Iran’s parliament passed a bill on Wednesday that would increase penalties for women who do not comply with Islamic dress code. Under Iranian law, based on the country’s interpretation of Sharia, women and girls above the age of puberty are required to cover their hair with a hijab and wear long, loose fitting clothing to hide their figures.
The “Hijab and Chastity Bill” states that those who are caught dress “inappropriately” in public spaces are subject to a “fourth degree punishment” of 10 years in prison and a fine between 180m and 360m rials. The bill makes refusing to wear a hijab equivalent to nudity, and was made to enforce the dress code.

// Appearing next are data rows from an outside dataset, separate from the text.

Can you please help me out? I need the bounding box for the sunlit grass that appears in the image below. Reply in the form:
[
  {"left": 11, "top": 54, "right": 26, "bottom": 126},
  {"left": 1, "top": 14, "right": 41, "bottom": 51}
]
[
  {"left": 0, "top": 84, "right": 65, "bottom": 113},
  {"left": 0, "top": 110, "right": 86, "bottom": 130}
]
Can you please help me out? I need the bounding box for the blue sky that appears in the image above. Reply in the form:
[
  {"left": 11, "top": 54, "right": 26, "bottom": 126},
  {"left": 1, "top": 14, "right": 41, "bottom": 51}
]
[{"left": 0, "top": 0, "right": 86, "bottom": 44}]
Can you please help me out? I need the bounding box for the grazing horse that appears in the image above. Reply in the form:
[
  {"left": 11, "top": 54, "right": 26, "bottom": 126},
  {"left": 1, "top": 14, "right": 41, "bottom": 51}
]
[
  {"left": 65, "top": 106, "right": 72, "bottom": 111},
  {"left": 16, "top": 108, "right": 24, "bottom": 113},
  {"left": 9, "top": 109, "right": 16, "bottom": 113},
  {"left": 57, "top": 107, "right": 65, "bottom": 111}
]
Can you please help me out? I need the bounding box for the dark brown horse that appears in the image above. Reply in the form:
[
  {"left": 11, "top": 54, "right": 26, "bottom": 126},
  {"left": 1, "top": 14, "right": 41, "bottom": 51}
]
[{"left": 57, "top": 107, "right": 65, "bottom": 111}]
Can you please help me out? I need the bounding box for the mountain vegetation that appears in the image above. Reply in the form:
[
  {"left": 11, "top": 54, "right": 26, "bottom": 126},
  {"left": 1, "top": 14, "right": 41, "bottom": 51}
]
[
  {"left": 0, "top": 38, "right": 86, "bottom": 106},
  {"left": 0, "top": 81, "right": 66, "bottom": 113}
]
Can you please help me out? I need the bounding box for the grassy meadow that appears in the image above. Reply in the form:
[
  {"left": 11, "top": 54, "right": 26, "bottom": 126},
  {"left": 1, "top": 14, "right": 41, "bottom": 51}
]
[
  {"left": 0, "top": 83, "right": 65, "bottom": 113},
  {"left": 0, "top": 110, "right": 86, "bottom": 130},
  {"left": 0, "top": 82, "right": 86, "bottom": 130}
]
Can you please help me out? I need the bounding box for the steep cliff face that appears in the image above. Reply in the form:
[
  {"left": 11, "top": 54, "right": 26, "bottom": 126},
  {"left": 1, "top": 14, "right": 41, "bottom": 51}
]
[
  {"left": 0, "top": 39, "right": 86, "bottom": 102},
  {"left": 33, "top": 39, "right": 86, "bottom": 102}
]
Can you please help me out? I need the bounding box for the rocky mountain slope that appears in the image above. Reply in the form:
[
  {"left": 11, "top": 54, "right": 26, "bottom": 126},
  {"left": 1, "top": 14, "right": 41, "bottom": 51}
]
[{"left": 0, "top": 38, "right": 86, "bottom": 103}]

“Any person who appears naked or semi-naked in public, in public places or on roads, or appears in a way that is traditionally considered naked will be immediately arrested,” states article 50 of the new law, but it is unclear what is considered inappropriate.
The current state of the law states that those who do not comply are subject to between 10 days and two months of imprisonment or a fine of 5,000-500,000 rials. The bill was passed 152 to 34 with seven abstentions, according to The Iran Primer.
The bill is in the process of being approved by the Guardian Council, a conservative body of clerics and jurists, to become a law. The council consists of 12 men and is led by Ahmad Jannati, 97, who has been chair since 1988.
Since the Islamic Republic made wearing a hijab mandatory since 1981, it has become an issue ever since.
The bill was passed days after the one year anniversary of the murder of 22-year-old Mahsa Amini who was killed in police detention for improperly wearing a hijab last September. Amini’s death caused a three month long protest that resulted in the deaths of more than 500 people by security forces. Women burned their headscarves or waved them in the air in protest against the clerical establishment.
In April of this year, surveillance cameras were set up in public places to crack down on unveiled women. In July, morality police began patrolling once again across the country after keeping low profiles for several months.
In the beginning of September, eight independent United Nations human rights experts warned that the bill could be a form of gender apartheid since authorities are operating through “systemic discrimination with the intention of suppressing women and girls into total submission” according to BBC.
The United Nations Human Rights office has called on authorities to abolish the procedures where women’s behavior is monitored in public and to, “introduce laws and policies that enable women and girls to exercise their human rights, including their right to fully participate in public life, without fear of retribution and discrimination.”
Ravina Shamdasani, spokesperson for the UN High Commissioner for Human Rights, wrote in a letter that women and girls should not be treated as second class citizens and “authorities have a duty to respect, protect and fulfill- equally- the right of all Iranians.”
If the bill is put into effect it will be enacted for a three year trial period, according to CNN.